The preservation and promotion of the health in children who are one of the most vulnerable parts in any society has an important role in the health system of each country. In this study, the socioeconomic factors affecting the infant mortality in Eastern Mediterranean Regional Office (EMRO) countries have been examined during the time period from 2000 to 2013.
Materials and Methods
This study was a panel data type estimated by using the method of random effects. The Likelihood ratio (LR) and Wooldridge tests have been applied to investigate the hetereoskedasticity and autocorrelation. The data used in this study have been collected from the websites of the World Bank and the World Health Organization (WHO). The studied panel has been evaluated by Feasible Generalized Least Squares (FGLS) method due to the existence of hetereoskedasticity.

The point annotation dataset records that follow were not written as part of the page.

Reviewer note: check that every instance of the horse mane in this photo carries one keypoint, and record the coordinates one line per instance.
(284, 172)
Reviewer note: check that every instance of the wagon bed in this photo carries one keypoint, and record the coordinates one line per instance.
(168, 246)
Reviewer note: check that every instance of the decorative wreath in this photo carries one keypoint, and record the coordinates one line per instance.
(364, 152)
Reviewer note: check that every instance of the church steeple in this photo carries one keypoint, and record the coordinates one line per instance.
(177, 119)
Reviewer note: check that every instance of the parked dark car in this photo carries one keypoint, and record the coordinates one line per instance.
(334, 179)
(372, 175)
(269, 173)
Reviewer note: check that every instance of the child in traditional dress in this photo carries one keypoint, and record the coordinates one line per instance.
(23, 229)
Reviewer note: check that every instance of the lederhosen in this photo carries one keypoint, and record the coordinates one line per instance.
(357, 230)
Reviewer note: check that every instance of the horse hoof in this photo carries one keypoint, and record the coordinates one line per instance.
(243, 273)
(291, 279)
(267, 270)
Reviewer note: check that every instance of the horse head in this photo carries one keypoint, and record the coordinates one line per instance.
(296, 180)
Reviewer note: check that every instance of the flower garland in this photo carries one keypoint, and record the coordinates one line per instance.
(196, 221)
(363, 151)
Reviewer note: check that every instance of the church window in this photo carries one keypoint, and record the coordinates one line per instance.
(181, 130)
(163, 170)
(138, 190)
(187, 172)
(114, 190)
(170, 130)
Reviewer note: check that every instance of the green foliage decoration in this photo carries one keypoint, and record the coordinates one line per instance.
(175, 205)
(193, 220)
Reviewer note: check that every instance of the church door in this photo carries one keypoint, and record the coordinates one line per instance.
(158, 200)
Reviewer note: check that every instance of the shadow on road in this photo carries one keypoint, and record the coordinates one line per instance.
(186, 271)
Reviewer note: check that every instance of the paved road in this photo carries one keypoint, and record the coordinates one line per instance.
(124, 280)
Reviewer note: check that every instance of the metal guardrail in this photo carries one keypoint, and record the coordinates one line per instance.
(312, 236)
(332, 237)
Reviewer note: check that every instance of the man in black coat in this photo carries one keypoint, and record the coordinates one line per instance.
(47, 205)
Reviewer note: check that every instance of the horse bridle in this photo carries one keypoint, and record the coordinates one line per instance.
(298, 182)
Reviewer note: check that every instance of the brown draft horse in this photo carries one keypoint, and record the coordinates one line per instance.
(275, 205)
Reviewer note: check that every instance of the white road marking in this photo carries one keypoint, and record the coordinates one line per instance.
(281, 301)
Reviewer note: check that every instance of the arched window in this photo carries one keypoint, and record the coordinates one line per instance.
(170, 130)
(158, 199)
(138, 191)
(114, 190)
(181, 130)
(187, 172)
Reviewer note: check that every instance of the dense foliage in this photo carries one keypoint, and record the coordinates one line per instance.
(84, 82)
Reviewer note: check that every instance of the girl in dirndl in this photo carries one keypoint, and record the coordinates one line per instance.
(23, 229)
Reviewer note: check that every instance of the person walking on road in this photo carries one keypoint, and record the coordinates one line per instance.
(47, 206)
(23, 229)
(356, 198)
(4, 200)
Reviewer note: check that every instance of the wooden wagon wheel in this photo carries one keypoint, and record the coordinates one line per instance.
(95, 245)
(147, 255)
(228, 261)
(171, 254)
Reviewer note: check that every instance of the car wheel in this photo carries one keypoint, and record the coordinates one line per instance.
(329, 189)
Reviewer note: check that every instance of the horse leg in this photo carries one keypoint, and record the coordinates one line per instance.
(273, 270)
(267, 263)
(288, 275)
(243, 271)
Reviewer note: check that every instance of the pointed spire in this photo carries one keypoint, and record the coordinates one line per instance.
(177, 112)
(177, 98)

The results showed that the variables of per capita national income logarithm, vaccination coverage of Measles, the education level of 15 to 24-year-old women, per capita health expenditures, and the accessibility of improved health facilities, had an inverse association with the mortality rate of children. All variables except vaccination coverage for Measles had significant association. The per capita national income also had the greatest impact in decreasing the mortality rate of children.
The findings indicate that socioeconomic inequality in infant mortality in EMRO countries is determined not only by health system functions but also by factors beyond the scope of health authorities such as education system, and economic variables.